Auch die Polizei Aachen, die mit den Vorwürfen einer angeblichen Inszenierung konfrontiert wurde, äußerte sich. Gegenüber der Kölnischen Rundschau teilte man mit: „Es gab aus dieser Gruppe keine Widerstandshandlungen, deswegen gab es auch für die Beamten vor Ort keinen Grund, härter durchzugreifen. Es gibt keinen Promi-Bonus, es gibt aber auch keine Promi-Ungleichbehandlung“, sagte ein Polizeisprecher. „Wir haben kein Interesse an einer Eskalation, genauso wie der erhebliche Teil der Menschen, die dort ihre Meinung kundtun.“

Greta Thunberg äußerte sich selbst auf Twitter am Mittwoch (18. Januar). „Gestern war ich Teil einer Gruppe, die friedlich gegen den Ausbau einer Kohlemine in Deutschland protestiert hat. Wir wurden von der Polizei einkesselt und dann festgenommen, aber später am Abend wieder freigelassen.“

Bis zu 3700 Polizisten in Lützerath im Einsatz

Bei der Räumung der Siedlung Lützerath für den Braunkohle-Abbau waren bis zu 3700 Polizisten gleichzeitig im Einsatz gewesen. Das geht aus einem Bericht des NRW-Innenministeriums an den Landtag hervor. Am vergangenen Freitag seien am meisten Beamte im Einsatz gewesen. Am vergangenen Samstag, als es am Rande der Demonstration gegen die Räumung zu Ausschreitungen kam, seien es 3300 Kräfte gewesen.

Schon im Vorfeld der Räumung seien brennende Barrikaden errichtet worden. Polizisten und RWE-Mitarbeiter seien mit Pyrotechnik, Farbbeuteln und Steinen beworfen worden. 372 Menschen hätten Lützerath schließlich freiwillig verlassen, 159 hätten von der Polizei weggebracht werden müssen.

Schlagstock- und Wasserwerfereinsatz

Bei der Demonstration am Samstag hätten mehrere Tausend Demonstranten die genehmigte Demonstrationsroute verlassen und sich auf Lützerath zubewegt. Die Versuche, die Polizeiketten nach Lützerath zu durchbrechen, seien mit Schlagstock- und Wasserwerfereinsatz verhindert worden. Dabei seien die Wasserwerfer nur mit der „Regen“-Funktion eingesetzt worden, gezielte Wasserstöße auf Störer habe es nicht gegeben.

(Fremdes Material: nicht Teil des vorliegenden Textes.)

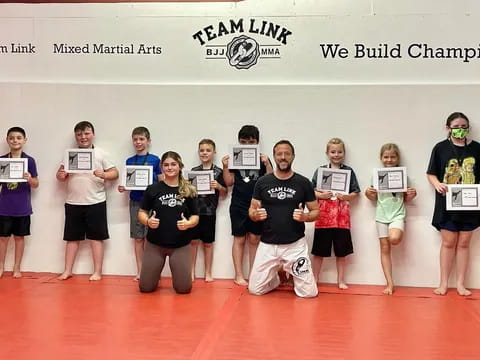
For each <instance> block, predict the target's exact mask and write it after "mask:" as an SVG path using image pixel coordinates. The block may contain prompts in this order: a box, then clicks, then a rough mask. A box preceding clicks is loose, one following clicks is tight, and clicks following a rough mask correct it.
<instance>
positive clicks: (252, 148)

Die nordrhein-westfälische Polizei sei von Kräften aus fast allen Bundesländern und des Bundes unterstützt worden. Die statistische Erfassung von Strafanzeigen, Gewahrsamnahmen und vorläufigen Festnahmen dauere noch an. NRW-Innenminister Herbert Reul (CDU) hatte am Montag von 180 Strafanzeigen berichtet.

Aktivisten werfen Polizei Gewalt vor

Aktivisten hatten der Polizei Gewalt-Exzesse bei der Großdemonstration am Samstag vorgeworfen. Sie schätzten die Zahl der Verletzten seit Beginn der Polizeiaktionen am 8. Januar auf rund 300. Am Samstag seien es zwischen 90 und 120 verletzte Demonstranten gewesen, sagten Sprecher von „Lützerath lebt“. Die Polizei nannte keine Zahl verletzter Demonstranten und Aktivisten, bestätigte aber, dass am Samstag neunmal Demonstranten mit Rettungswagen in Krankenhäuser gebracht worden seien. In Lebensgefahr habe sich aber keiner der Demonstranten befunden.